MADISON COUNTY, Ala. - The Madison County Board of Education passed a resolution opposing superintendent Matt Massey's proposal for a new school in the Monrovia area Thursday evening.
Massey's proposal, announced Wednesday at a press conference, was for a new high school to host 11th and 12th grades, with the current Sparkman High School hosting 9th and 10th grades.
Board member Dan Nash called Massey's press conference "a slap in the face."
Massey called the vote a step back for the school system, and a time to re-evaluate.
"When I was elected superintendent, I promised to make decisions that focus on what is best for our kids. This plan revolves around that promise," Massey said at the press conference.
At Thursday night's meeting he said, "What I don't want is a lose-lose for everybody in that community. And that's the expectation of people that have been advocating for a new school, and they find themselves not zoned for that school. I think that's heartbreaking and hard to take."
This was the first time the board has discussed the new school publicly in months. Some said attorneys were keeping their lips sealed, but the flood gates opened to a civil but urgent conversation Thursday.
Board members opposed to the plan raised questions about transportation, the benefit to the students, and overcrowding issues before passing the resolution blocking Massey's proposal for the new school.
"We have two great middle schools, what's stopping you from having two great high schools?" asked board member Jeff Anderson. "The smaller you make the school, the more personal service you get, and the more opportunities kids will have when you break it into two."
Board members want to see the community get more input so they can make a more informed decision, arguing that before the press conference there were no plans made public. Board member David Vess believes there needs to be more conversation and debate about the best way to go with the new school.
"That has concerned me all day long as I've thought about the press conference and what may come up tonight. I think we have to look at our community for the answers. The people I've heard from more have opposed this plan than has been for it. And that's just a small amount of people I've heard from. I don't think it's had time to sink in."
The meeting's discussion was one many believe has been long overdue.
"I think we have to look at everything. And I know time is of the essence, but this [conversation] should have happened a long time ago," commented board member David Vess.
What does this resolution mean?
The vote in opposition to Massey's idea wasn't a binding vote on grade configuration. Instead, it was just a way for board members to make time to hear more ideas, especially from the zoning committee chosen to find zoning solutions last year. Members of that committee were at the meeting Thursday too and are eager to have the zoning options they recommended brought back up.
"I'm very happy now the zone lines will come out and a community decision will be had," said Lisa Novak. "[Massey's plan] is such a paradigm shift in the way we educate children. It possibly could be the best idea in the world. But we don't know at this point and I think more research needs to go into that."

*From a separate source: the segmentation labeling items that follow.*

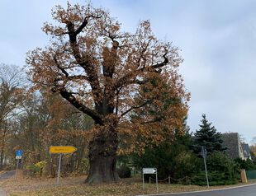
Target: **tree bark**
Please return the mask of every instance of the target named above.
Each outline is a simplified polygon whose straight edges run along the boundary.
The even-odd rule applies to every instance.
[[[115,123],[101,126],[100,131],[89,143],[89,184],[116,183],[119,180],[116,171],[117,133]]]

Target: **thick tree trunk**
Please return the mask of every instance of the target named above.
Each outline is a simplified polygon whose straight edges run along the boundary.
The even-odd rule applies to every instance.
[[[117,133],[114,123],[102,126],[89,144],[89,174],[87,183],[115,183],[119,180],[116,171]]]

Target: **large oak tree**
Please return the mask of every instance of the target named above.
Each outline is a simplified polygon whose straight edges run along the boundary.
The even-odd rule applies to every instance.
[[[123,32],[107,12],[90,5],[57,6],[52,16],[55,22],[43,27],[50,43],[27,54],[29,75],[36,87],[59,93],[94,120],[87,182],[117,181],[120,142],[143,147],[183,125],[189,95],[178,73],[178,49],[159,40],[148,21]],[[142,139],[126,142],[128,135]]]

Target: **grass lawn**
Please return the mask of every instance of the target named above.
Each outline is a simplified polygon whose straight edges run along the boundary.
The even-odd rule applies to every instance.
[[[17,179],[11,178],[0,182],[0,186],[10,196],[125,196],[146,194],[157,194],[155,184],[146,184],[142,189],[140,178],[121,180],[118,184],[88,185],[84,184],[85,176],[67,177],[60,179],[60,184],[56,185],[56,179],[28,179],[19,175]],[[223,188],[223,186],[211,189]],[[176,193],[193,190],[203,190],[207,188],[196,185],[159,184],[159,193]]]

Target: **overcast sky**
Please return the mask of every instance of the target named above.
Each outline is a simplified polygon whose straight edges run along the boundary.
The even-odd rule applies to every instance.
[[[149,19],[159,39],[181,49],[192,131],[206,114],[219,132],[239,133],[248,142],[256,136],[256,1],[91,2],[109,10],[127,31]],[[47,44],[41,27],[56,4],[66,2],[0,0],[0,63],[22,66],[28,50]]]

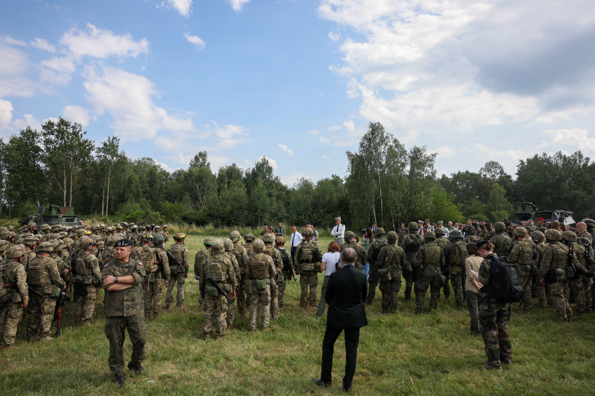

In contrast, Superintendent Matt Massey said this is a step back from a plan already in the hands of the Department of Justice and the NAACP LDF. He said, "It's just a reassessment. And that's what we'll do."
We're told this does not interrupt the construction timeline for the school. Leaders say they're about 4 months from having the design done, and the "dirt bids" will be ready in an estimated 6 weeks. That means the school will continue on the construction path, even without a plan for who will get to go to it.
Several county commission members were also at the meeting, sitting in the audience. They agreed with board members' calls for urgency in this process.
"The money is there, the county commission has made the sacrifice, the taxpayers have made the sacrifice, it's time to move forward," commented Dale Strong, who advocates for a 9-12 school. He claims a split school the way Massey proposed is "proven" not to work.
WHNT News 19 spoke to some local NAACP members in attendance also, who told us they were happy for the chance for more community input on the plan, and thankful that Massey's split proposal would not be the only option on the table.
So what's next?
The board decided to have the zoning committee (a handful of appointed community members) come to the next work session on March 10. There, they will be able to speak freely and help the board explore the options, including zoning lines they've previously recommended. This doesn't mean Massey's plan is off the table.
"I have hope that eventually the board can make a decision and we can move on and a school will be built that will be what's best for the community," said zoning committee member Larry Sevier.
The BRAC money is set to expire this summer.
We asked board member Anderson whether it will be difficult for everyone to agree on zoning lines. He said he's "confident" there is a zoning combination to be found, that the DOJ will approve.
The school system still must find a zoning plan the NAACP LDP and Department of Justice will approve, that will comply with a Federal desegregation order.